A co-generative 3D form system called COgenForm is implemented according to the analysis above. COgenForm is comprised of four elements: (1) Two groups of generative mechanisms (L-System mechanism and Rotation mechanism); (2) Co-generative interaction; (3) Selection operator unit; (4) User interface. This version of COgenForm is implemented using MEL/Maya. MEL (Maya Embedded Language) was the main programming language of COgenForm.
4. An example
A housing design is used as the application of COgenForm. The requirements of this housing design are (1) a 3-bedroom apartment which it located at Taichung central park; (2) participants need to discover diverse form strategy for fulfill the function and site requirements. We provide the system COgenForm lets a designer with architecture design background to test this project. The purpose of this housing design is to explore more alternatives and more possibilities with two parallel logic form generative mechanisms. The results are shown in Figure 4. It shows two generative processes A and B. Process A uses L-system and Process B uses rotation features as the mechanism to generate free form of housing design. The top left window shows the generation 22 of a sequence of alternatives using L-systems, and the right is the generation 55. The timeline and parameters of generation process are shown at the left side of the windows.
Figure 4. Two generative process that are used L-system and rotate
In Figure 5, we show how combine the two generative processes with mutation and user controlling. This situation occurs once designer decide to mutate the design mechanisms. The Generation 82 of process A is then generated by mutating both mechanism a and mechanism b based on its parent node.

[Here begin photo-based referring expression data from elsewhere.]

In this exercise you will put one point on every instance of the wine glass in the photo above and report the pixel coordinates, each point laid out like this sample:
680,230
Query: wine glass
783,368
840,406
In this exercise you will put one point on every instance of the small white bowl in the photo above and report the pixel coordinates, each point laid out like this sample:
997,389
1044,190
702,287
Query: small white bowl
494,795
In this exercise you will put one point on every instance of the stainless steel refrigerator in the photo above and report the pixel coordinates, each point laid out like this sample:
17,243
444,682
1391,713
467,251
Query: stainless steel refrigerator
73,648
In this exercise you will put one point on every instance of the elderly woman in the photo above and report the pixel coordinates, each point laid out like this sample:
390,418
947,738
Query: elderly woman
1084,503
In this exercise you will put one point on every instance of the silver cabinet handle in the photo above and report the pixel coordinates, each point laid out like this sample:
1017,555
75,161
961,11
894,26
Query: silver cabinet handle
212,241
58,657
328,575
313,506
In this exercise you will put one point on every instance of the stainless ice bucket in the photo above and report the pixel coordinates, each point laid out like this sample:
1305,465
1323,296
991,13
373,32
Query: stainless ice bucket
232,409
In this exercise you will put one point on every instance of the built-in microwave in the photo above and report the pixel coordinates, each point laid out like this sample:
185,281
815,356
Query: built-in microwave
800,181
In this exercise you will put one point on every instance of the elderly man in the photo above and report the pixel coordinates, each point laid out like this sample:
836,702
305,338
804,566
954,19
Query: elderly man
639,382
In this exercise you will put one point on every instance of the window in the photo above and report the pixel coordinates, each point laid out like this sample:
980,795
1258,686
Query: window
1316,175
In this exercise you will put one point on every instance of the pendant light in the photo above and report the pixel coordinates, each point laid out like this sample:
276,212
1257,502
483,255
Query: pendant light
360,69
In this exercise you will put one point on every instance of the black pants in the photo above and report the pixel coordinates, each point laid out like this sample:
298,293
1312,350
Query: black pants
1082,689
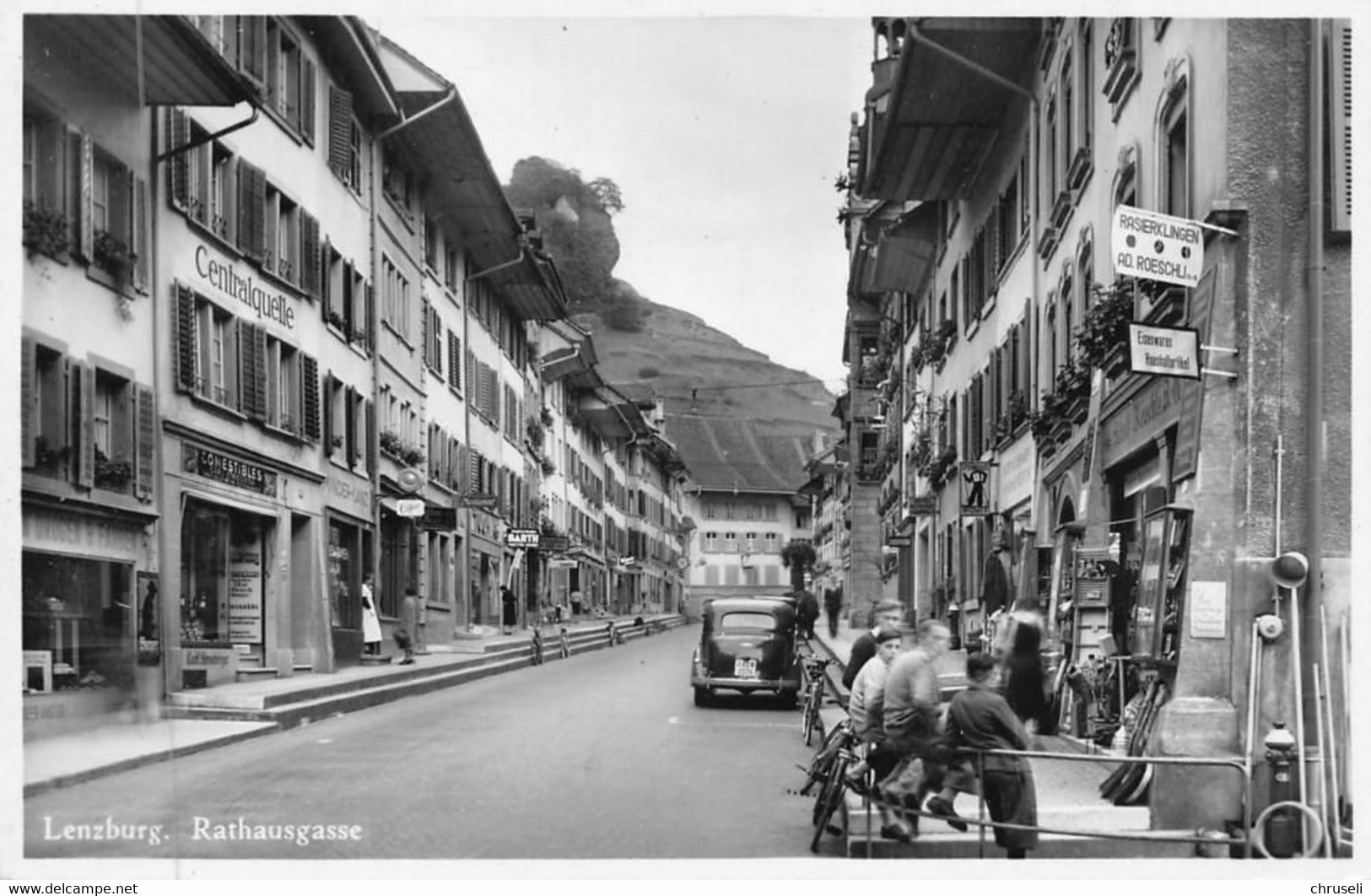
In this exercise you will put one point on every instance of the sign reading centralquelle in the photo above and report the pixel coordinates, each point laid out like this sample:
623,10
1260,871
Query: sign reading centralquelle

Figure 5. The co-generative process with mutation operations
In this paper we present a “co-generative form” framework and generative system called COgenForm. Via the feature of co-evolving, the generative engine of COgenForm includes two groups of generative mechanisms and through the influences and stimulation between each other. COgenForm enriches the varieties and possibilities of the children generation and its processes as shown in example above. Therefore, the inspiring results that inherit both mechanisms are shown in the display.
By directly manipulating these mechanisms, designers can discover more alternatives or detours from the original fixed generation patterns. The computability of applying co-evolution metaphor onto design generation is clear and useful. As well, as its constraints by the representation and the mechanisms of it are also unleashed in the paper.

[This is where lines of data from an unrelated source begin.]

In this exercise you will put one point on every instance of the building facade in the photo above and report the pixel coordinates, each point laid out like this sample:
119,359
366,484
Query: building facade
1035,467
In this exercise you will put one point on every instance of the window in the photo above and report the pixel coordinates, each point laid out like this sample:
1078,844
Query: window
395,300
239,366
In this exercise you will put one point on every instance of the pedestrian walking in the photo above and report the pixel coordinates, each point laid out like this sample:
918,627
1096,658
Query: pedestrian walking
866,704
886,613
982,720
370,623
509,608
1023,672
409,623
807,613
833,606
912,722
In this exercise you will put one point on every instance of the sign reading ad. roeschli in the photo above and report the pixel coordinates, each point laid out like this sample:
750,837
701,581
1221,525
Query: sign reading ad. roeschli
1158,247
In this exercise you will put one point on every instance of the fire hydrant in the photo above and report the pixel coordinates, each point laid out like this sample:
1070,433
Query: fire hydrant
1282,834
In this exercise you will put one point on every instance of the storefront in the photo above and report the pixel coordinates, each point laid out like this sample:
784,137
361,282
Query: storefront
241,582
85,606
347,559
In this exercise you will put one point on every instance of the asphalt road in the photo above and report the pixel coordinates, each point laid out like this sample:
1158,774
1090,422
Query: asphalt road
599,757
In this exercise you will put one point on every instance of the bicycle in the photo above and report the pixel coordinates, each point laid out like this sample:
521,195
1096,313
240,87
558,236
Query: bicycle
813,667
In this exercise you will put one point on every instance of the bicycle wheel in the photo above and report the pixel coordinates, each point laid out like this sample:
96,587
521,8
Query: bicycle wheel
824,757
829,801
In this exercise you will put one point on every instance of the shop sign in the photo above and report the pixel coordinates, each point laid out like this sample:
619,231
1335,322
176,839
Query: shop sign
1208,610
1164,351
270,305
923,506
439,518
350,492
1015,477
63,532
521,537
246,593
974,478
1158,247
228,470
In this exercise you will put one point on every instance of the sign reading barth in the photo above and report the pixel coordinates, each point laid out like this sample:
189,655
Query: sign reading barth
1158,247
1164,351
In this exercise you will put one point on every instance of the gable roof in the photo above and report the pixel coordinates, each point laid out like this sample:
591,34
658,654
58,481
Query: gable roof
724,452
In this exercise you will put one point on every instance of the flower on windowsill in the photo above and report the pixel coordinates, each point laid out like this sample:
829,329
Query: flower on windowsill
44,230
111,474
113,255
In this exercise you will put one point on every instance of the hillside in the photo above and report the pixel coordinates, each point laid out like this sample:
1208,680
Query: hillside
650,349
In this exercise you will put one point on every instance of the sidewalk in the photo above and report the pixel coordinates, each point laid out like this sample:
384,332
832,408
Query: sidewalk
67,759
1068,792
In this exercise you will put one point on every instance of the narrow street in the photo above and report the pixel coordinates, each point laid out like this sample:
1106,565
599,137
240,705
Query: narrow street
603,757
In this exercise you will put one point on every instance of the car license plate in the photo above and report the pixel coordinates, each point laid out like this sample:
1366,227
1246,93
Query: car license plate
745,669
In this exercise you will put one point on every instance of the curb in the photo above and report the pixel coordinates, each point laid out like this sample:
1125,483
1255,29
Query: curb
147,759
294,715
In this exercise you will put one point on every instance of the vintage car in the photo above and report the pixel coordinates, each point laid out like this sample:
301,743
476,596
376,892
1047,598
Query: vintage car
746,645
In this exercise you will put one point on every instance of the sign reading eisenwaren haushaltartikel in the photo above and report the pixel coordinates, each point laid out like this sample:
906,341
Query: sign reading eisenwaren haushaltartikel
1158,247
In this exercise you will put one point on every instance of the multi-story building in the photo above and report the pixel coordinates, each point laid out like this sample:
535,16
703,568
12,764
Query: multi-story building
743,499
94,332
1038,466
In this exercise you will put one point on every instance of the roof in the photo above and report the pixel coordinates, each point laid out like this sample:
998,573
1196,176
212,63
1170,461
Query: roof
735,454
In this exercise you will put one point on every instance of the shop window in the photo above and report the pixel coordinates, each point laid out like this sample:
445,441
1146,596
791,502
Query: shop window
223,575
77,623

In the future, more generative mechanisms that fulfil the four requirements of co-generative process can be implemented in COgenForm. And the interfaces of COgenForm for the users can be evaluated and argued through the refinement of the system. Hopefully, it can make the form generated by COgenForm be more inspirable and interesting.
 Chang, T-W and Woodbury, RF: 2004, Highly Structured Design Spaces with Geometry, in H Orbak (ed.), The eCAADe 2004 22nd conference, Copenhagen, Denmark, pp: 248-254.
 Flemming, U. and Woodbury, RF.: 1995, Software environment to support early phases in building design (SEED): overview, Journal of Architecture Engineering, 1(4), 147-152.
 Hembreg, M., O’Reilly, U. M. and Nordin, P.: 2001, A Design Tool for Surface Generation, Submitted as a late-breaking paper, Genetic and Evolutionary Computation Conference, GECCO 2001.
 O’Reilly, U. M., Testa, P., Greenword, S. and Hembreg, M.: 2001, Agency GP: Agent-Based Genetic Programming for Surface Design, Submitted as a late-breaking paper, Genetic and Evolutionary Computation Conference, GECCO 2001.
 Maher, M. L. and Poon, J.: 1997, Co-evolution and Emergence in Design, Artificial Intelligence in Engineering, 11(3), 319-327.
 Sklar, E., Blair, A. D. and Pollack, J. B.: 1998, in G. Ayala (ed), Workshop on Current Trends and Applications of Artificial Intelligence in Education: Fourth World Congress on Expert Systems, pp. 98-105.